The US has told the United Nations it has begun the process of pulling out of the landmark 2015 Paris climate agreement.
Secretary of state Mike Pompeo said he submitted a formal notice to the UN, starting a withdrawal process that does not become official for a year.
Mr Pompeo’s statement touted America’s carbon pollution cuts and called the Paris deal an “unfair economic burden” to the US economy.
Nearly 200 nations signed the climate deal in which each country provides its own goals to curb emissions of heat-trapping gases that lead to climate change.
“In international climate discussions, we will continue to offer a realistic and pragmatic model — backed by a record of real world results — showing innovation and open markets lead to greater prosperity, fewer emissions and more secure sources of energy,” Mr Pompeo said in a statement.
— Secretary Pompeo (@SecPompeo) November 4, 2019
Today we begin the formal process of withdrawing from the Paris Agreement. The U.S. is proud of our record as a world leader in reducing all emissions, fostering resilience, growing our economy, and ensuring energy for our citizens. Ours is a realistic and pragmatic model.

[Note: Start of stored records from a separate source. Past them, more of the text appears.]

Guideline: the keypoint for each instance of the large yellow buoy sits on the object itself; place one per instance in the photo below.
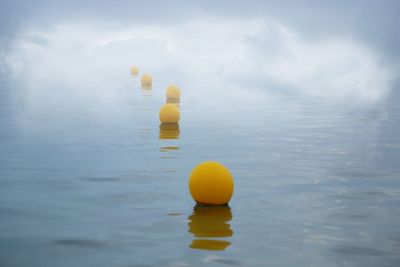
(169, 131)
(146, 80)
(173, 91)
(211, 183)
(169, 113)
(134, 70)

With a hand-delivered letter, the US is the first nation to pull out of the deal. Agreement rules prevented any country from pulling out in the first three years after ratification on November 4 2016.
President Donald Trump has been promising withdrawal for two years, but Monday was the first time he could actually do it.
His decision was condemned as a reckless failure of leadership by environmental experts, activists and critics such as former New York City mayor Michael Bloomberg.
“Donald Trump is the worst president in history for our climate and our clean air and water,” said Michael Brune, the executive director of the Sierra Club.
“Long after Trump is out of office, his decision to withdraw the United States from the Paris Agreement will be seen as a historic error.”
The agreement set goals of preventing another 0.5C to 1C of warming from current levels. Even the pledges made in 2015 were not enough to prevent those levels of warming.
The deal calls for nations to come up with more ambitious pollution cuts every five years, starting in November 2020. Because of the expected withdrawal, the US role in 2020 negotiations will be reduced, experts said.
Climate change, largely caused by the burning of coal, oil and gas, has already warmed the world by 1C since the late 1800s, caused massive melting of ice globally, triggered weather extremes and changed ocean chemistry.
Scientists say that depending on how much carbon dioxide is emitted, it will only get worse by the end of the century, with temperatures jumping by several degrees and oceans rising by close to 3ft.
Mr Trump has been threatening to pull out of the Paris deal since 2017, often mischaracterising the terms of the agreement, which are voluntary. In October, he called it a massive wealth transfer from America to other nations and said it was one-sided.
That is not the case, experts said.
For example, the US goal — set under Barack Obama — had been to reduce carbon dioxide emission in 2025 by 26% to 28% compared with 2005 levels. This translates to about 15% compared with 1990 levels.
The European Union’s goal was to cut carbon pollution in 2030 by 40% compared with 1990 levels, which is greater than America’s pledge, said Rob Jackson, a Stanford University professor and chairman of the Global Carbon Project. The UK has already exceeded that goal, he said.